Exploration tentaculaire des réseaux qui irriguent le contemporain – du corps humain au World Wide Web –, L’invention des corps cristallise les enjeux de la modernité avec un sens crucial du suspense, de la vitesse et de la mise en espace.

Éditions Actes-Sud, mai 2019
304 pages
Prix Flore 2017

Le Procès du cochon ★★★★☆ de Oscar Coop-Phane

Une plume acerbe et sarcastique pour parler de faits, à peine croyables, qui ont pourtant eu lieu, en Europe, du XIIème au XVIIIème siècle : le procès des animaux. Les chrétiens considéraient que les animaux avaient une âme et que, s'ils enfreignaient la loi, ils devaient alors être jugés et condamnés. 
Condamnés par la force des choses puisque la défense était inexistante, le jugement imparable.

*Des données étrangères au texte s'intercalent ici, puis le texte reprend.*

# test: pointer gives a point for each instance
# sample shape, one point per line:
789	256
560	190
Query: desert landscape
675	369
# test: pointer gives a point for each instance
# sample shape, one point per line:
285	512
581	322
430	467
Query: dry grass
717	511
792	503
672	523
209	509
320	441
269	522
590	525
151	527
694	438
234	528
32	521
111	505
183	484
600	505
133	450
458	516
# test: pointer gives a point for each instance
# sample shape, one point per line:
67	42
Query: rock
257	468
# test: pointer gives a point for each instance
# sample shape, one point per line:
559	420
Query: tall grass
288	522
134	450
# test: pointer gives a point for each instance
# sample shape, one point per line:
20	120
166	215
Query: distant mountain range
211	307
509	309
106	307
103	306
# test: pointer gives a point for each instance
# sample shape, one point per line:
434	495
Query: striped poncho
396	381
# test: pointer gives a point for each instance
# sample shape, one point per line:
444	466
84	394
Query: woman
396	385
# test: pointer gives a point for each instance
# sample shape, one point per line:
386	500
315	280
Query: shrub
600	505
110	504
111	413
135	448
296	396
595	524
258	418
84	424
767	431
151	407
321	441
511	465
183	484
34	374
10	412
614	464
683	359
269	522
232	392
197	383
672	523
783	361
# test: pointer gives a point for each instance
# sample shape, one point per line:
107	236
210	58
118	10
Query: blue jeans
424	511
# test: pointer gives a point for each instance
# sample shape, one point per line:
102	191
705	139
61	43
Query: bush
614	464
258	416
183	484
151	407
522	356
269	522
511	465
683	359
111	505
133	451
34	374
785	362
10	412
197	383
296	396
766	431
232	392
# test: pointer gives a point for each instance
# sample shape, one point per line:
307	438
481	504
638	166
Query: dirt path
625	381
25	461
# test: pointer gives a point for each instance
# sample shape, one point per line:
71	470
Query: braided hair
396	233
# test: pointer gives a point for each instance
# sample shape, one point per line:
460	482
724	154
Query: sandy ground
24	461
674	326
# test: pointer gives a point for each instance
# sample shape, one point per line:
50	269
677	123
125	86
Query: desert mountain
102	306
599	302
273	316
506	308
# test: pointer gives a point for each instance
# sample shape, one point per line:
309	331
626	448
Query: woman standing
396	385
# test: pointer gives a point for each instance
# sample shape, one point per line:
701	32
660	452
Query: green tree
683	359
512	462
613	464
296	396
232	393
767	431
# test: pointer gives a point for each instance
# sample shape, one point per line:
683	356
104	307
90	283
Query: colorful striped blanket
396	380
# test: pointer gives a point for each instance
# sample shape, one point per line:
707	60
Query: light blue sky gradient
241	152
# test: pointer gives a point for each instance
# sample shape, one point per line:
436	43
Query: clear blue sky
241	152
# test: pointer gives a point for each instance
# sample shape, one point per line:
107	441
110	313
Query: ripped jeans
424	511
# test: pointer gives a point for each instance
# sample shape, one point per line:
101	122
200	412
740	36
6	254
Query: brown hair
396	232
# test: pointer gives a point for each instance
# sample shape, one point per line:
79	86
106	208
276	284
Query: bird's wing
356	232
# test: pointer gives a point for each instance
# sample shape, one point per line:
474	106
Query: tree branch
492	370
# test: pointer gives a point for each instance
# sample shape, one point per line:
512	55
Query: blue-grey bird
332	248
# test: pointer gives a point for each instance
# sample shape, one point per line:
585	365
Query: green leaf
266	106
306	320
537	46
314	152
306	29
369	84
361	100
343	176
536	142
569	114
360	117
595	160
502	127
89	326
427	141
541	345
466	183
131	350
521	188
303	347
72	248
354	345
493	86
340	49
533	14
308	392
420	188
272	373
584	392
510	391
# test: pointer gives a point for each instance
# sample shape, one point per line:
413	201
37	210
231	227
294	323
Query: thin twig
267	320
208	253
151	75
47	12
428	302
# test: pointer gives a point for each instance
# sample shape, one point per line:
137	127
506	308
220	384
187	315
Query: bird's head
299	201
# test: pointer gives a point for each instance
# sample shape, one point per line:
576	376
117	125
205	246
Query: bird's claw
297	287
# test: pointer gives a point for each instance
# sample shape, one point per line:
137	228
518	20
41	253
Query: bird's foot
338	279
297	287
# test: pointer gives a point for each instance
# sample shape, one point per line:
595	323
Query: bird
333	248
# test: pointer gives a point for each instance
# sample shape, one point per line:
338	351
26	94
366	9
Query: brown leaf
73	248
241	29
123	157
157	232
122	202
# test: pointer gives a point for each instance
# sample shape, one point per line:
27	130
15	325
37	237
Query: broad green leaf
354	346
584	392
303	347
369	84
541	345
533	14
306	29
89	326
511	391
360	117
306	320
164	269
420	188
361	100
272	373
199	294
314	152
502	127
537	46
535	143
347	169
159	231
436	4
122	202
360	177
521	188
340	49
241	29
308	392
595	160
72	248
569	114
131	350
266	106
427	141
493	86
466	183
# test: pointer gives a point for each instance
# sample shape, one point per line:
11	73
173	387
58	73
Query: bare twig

Une plongée déroutante dans l'absurde, une réflexion sur les comportements animaux des hommes prêts à tout pour assouvir leur vengeance.

Une lecture originale, bien construite et intéressante, un peu courte peut être, mais qui sort vraiment des sentiers battus.
« De tous les criminels qu’il avait rencontrés, celui-là était le plus atypique. Il grognait comme une bête et ne vous regardait jamais dans les yeux. Aussi mystérieux qu’insipide. C’était un mur. »

« Regardez encore mon client. Regardez ses dents, ses oreilles. Oui, il pue. Non, il ne parle pas. Enfin bon, vous le voyez comme moi. Je vous mets au défi de trouver en lui de la responsabilité. Je vous mets au défi de le juger comme un homme. 
Ce n’était pas un crime, c’était un accident. Les accidents sont terribles mais la justice ne doit pas s’en mêler.
Certains cris tranchent le monde.
On s’appuie les uns sur les autres, non pour se soulever mais pour se crever lentement, comme on dégonfle un ballon. On contrarie déjà les solitudes. Si les hommes n’arrivent pas à marcher sur le même trottoir sans se bousculer, comment pourraient-ils vivre ensemble sans se battre ?
L'escorte du criminel s'était passée sans encombre. On avait fait vite, pour éviter les foudres de la foule. On ne sait jamais ce qui peut arriver, des glaviots ou des pierres, de revolver ou des mouvements de masse. On apprend ça pendant la formation - un gendarme doit aussi canaliser les vengeances.
Les bruits des taulards, ils ne s'y étaient pas faits, non, mais ils les laissaient couler comme on accepte, enfant, de voir que les cailloux entassés avec sagesse ne retiendront jamais le cours de la rivière. Il faut souvent s'avouer vaincu.
Dans le voisinage, on ne lui serre pas la main. Il y a une superstition à ce sujet. Avant d'être un homme, Jean est un bourreau. Il n'est pas question, alors, de passer sans trace. Des fonctions comme celle-là laissent des empreintes. On est souillé. On promène avec soi les perles de la mort. »

Quatrième de couverture

Dans un village et un temps reculé, un monstre croque la joue et l’épaule d’un bébé laissé quelques instants seul par sa mère, puis repart tranquillement vers la forêt. Il est bientôt rattrapé par une horde d’hommes décidés à le tuer, mais dans le monde des hommes, la justice, comme la mort, se rendent au tribunal. Même si le monstre en question est un cochon qui n’a ni conscience ni parole pour se défendre. Peut-on se faire entendre sans mots ? Les gendarmes l’embarquent donc et le jettent en prison, avant son grand procès.
Dans un texte court et puissant, Oscar Coop-Phane nous raconte le procès d’un cochon, à l’image de ceux qu’on intentait aux animaux jusqu’à la fin du XVIIIème siècle, une pratique aussi étrange que méconnue de nos jours. Divisé en quatre parties, le texte retrace d’abord Le Crime, puis Le Procès, écrit comme une pièce de théâtre dans laquelle interviennent tour à tour les avocats des deux parties, la famille de la victime, les témoins et experts consultés, le public et les jurés, et le cochon, comme il peut, comme vous verrez, avant que le Président ne rende sa sentence : la pendaison. Viennent ensuite L’Attente, où chacun se prépare à la mort du porc ; Jean, le bourreau, Louis, le tout jeune officier chargé de mener l’accusé, le père Paul, en route pour confesser la bête, la famille éplorée, et le cochon que Le Supplice viendra libérer. D’une langue tranchante et pénétrante, Oscar Coop-Phane nous ramène des siècles en arrière pour fouiller les sentiments humains, la peur, la colère, la cruauté et la soif de vengeance, mais aussi l’empathie ou la peine. Un texte allégorique où chacun reconnaitra dans l’animal, le porc qu’il voudra.